Imagine Ebert’s surprise, then, when he watched one of Nicholson’s most popular movies and found that even the anarchic star couldn’t give it the requisite life and energy he had come to expect. It’s easy to imagine the Chicago Sun-Times critic sinking deep into his seat, a queasy feeling in the pit of his stomach as he witnessed Nicholson cavort around in a film he dubbed “a triumph of design over story, style over substance”.

That film was Tim Burton’s Batman, the 1989 phenomenon that launched ‘Batmania’ worldwide and raked in record box office numbers.
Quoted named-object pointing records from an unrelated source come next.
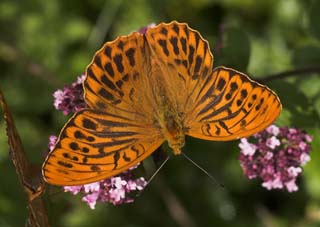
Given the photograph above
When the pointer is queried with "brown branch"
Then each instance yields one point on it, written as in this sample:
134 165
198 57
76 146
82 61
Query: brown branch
290 73
29 176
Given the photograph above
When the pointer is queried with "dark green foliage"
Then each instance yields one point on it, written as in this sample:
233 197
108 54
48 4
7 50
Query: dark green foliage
46 44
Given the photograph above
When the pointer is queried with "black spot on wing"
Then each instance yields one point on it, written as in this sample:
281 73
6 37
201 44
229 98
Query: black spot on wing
174 43
118 61
163 44
109 69
130 55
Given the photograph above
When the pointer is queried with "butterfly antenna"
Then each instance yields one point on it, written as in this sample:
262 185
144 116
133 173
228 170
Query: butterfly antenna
157 171
203 170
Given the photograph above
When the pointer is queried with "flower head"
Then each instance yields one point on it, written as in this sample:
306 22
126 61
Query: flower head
113 190
143 30
70 98
116 190
275 156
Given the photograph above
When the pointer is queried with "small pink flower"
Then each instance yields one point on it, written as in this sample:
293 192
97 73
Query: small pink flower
70 98
277 164
247 148
274 130
304 158
291 186
272 142
91 199
294 171
92 187
73 189
143 30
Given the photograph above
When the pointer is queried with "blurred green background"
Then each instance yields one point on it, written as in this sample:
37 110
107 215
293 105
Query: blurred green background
46 44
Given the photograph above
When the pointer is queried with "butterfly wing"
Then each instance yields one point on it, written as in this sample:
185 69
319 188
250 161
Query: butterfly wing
229 105
117 131
95 145
184 59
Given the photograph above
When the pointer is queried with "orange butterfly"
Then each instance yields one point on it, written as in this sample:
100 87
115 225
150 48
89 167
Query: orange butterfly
142 90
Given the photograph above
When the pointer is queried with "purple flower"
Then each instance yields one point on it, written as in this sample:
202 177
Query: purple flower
113 190
116 190
70 98
275 155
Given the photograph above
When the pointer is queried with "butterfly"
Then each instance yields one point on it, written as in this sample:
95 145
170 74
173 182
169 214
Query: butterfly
144 89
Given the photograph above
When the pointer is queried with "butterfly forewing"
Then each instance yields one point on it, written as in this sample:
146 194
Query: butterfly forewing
230 106
116 78
144 89
183 57
95 145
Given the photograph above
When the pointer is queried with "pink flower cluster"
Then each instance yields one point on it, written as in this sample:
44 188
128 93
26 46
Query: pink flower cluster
70 98
275 155
113 190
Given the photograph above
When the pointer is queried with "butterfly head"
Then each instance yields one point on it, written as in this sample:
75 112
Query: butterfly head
174 134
While the majority of reviews at the time praised the film for its dark take on the world of Gotham City, effectively doing away with any cultural memories of the campy ’60s TV show, others weren’t quite so fond of it. Ebert wasn’t alone in criticising the movie, of course, but his damning verdict was perhaps the most high profile dissenting opinion.

“The Gotham City created in Batman is one of the most distinctive and atmospheric places I’ve seen in the movies,” Ebert wrote in his two-star review. “It’s a shame something more memorable doesn’t happen there.”

At his core, Ebert felt the film’s story and characters didn’t live up to the incredible production design. Even while his eyes marvelled at the imagery he was seeing, he admitted to not feeling invested in the battle between Batman and the Joker, and he felt the “hostile, mean-spirited movie about ugly, evil people” had an undercurrent of violence that made him uncomfortable. He didn’t feel this comic book movie was fun in the same way Richard Donner’s Superman was, musing, “No one seemed to have any fun making it, and it’s hard to have much fun watching it. It’s a depressing experience.”

Perhaps worst of all, though, Ebert felt let down by Nicholson’s performance as the ‘Clown Prince of Crime’, which he had hoped would liven up the gloomy proceedings occasionally. Instead, he witheringly noted, “Nicholson has one or two of his patented moments of inspiration, although not as many as I would have expected.”

Interestingly, the iconic pair had one of their famous disagreements when Ebert discussed Burton’s gothic superhero extravaganza with his TV partner-in-criticism Gene Siskel. While Ebert complained that the film looked great but featured a boring plot and thin caricatures instead of three-dimensional characters, Siskel pushed back. He appreciated the “refreshingly adult” approach Nicholson, Michael Keaton, and Kim Basinger brought to their roles, and he felt the film created a more fully realised “psychological world” than Ebert gave it credit for.

Ultimately, it would take another 16 years for Ebert to finally watch, as he put it, “the Batman movie I’ve been waiting for.” That film was Christopher Nolan’s Batman Begins. This franchise reboot spoke to Ebert’s sensibilities with its heightened reality and a proper focus on the psychology of Bruce Wayne and his war on crime. “The movie works dramatically in addition to being an entertainment,” Ebert noted, sticking the knife into Burton’s 1989 film one last time. “There’s something to it”.